Working with AI: Business Best Practices
The most recent AI models can often figure out what you want without complex prompts, so just approach it conversationally rather than getting too worried about exact wording.
Key principles for business use:
Give business context: Most AI models only know basic information and the current chat. Provide context: company background, industry specifics, previous successful documents, client requirements. Upload files, images, or detailed briefs using the file upload option.
Be specific about business outcomes: Instead of "Write a marketing email," try "I'm a Wellington-based accounting firm targeting small e-commerce businesses. Write a cold outreach email addressing their GST compliance challenges and our specialist e-commerce accounting services. Here's our service details: [paste]"
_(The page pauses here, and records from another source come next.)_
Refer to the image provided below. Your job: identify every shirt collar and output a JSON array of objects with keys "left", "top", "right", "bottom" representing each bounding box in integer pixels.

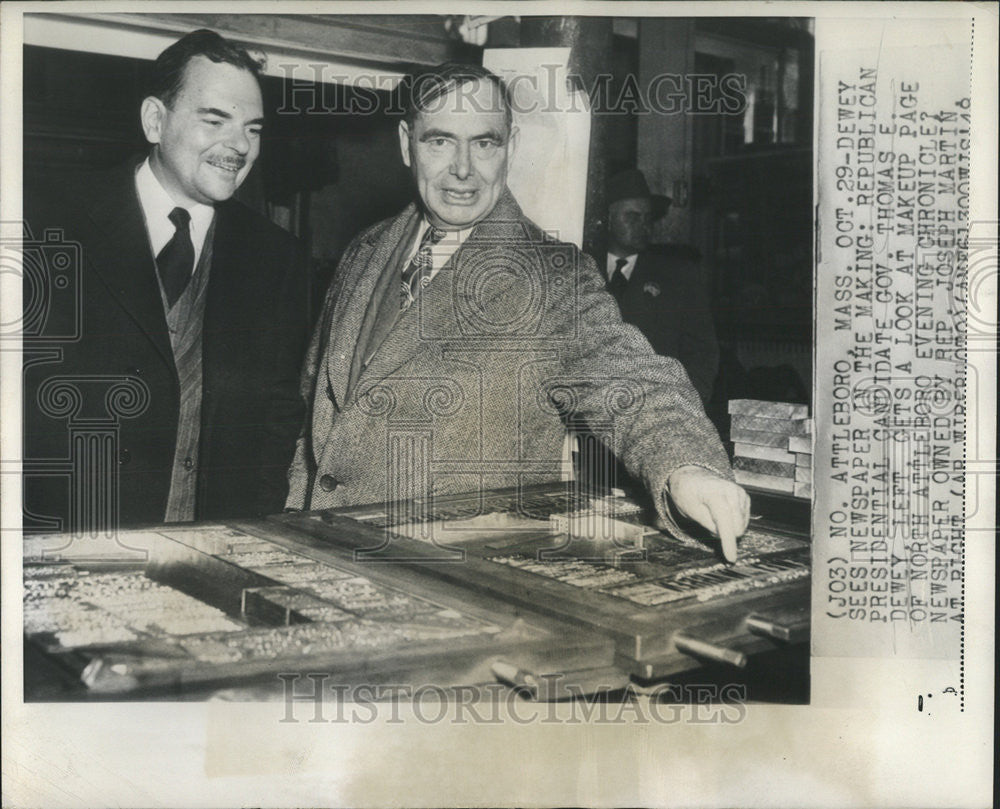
[
  {"left": 606, "top": 253, "right": 639, "bottom": 281},
  {"left": 135, "top": 157, "right": 215, "bottom": 256}
]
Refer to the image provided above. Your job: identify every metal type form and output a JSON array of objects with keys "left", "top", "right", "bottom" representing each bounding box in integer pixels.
[{"left": 24, "top": 484, "right": 809, "bottom": 700}]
Ask for business alternatives: The AI doesn't get tired. Ask for 20 different approaches to a client problem, or 10 ways to improve a proposal. Then push the AI to expand on the approaches that resonate. But remember, treat it like you would any human. Be nice and give it context.
Use iterative refinement: All systems let you edit prompts after getting answers, creating conversation branches. This is perfect for refining business documents - you can explore different approaches and compare results.
Common Business Pitfalls
Hallucinations: While much improved, AI still makes confident mistakes. Answers are more reliable from the powerful models that do web searches. Always use AI for business topics you understand, and verify important facts, especially for client-facing work.
Not magic: The best AIs perform like very smart consultants on many tasks, but can't provide miraculous insights beyond human understanding. If something seems impossible, it probably isn't actually doing that.
Always engage: Have back-and-forth conversations. Don't just ask for responses - push the AI, ask for alternatives, request refinements. This is where the real business value comes from.
Verification: For business-critical work, click "show thinking" to see what the model was considering. Not 100% accurate, but helpful for understanding the reasoning behind recommendations.
Getting Started: Your First Business Applications
Pick a system and invest the $45/month per user (free versions are demos, not business tools). Then test these three business applications immediately:
First: Switch to the powerful model and give it a real business challenge - a client proposal, competitive analysis, or strategic planning question. Provide full context and have an interactive discussion. Ask for specific outputs and refine until you're happy with the business quality.
Second: Try Deep Research on a business question where you need comprehensive information - market analysis for a new service line, competitive intelligence, or regulatory research relevant to your industry.
Third: Use voice mode during your commute or between meetings to think through business problems, review presentations, or brainstorm solutions to client challenges.
The tools are genuinely impressive when used well for business applications. The key is understanding what they can actually do for your specific business needs and industry context.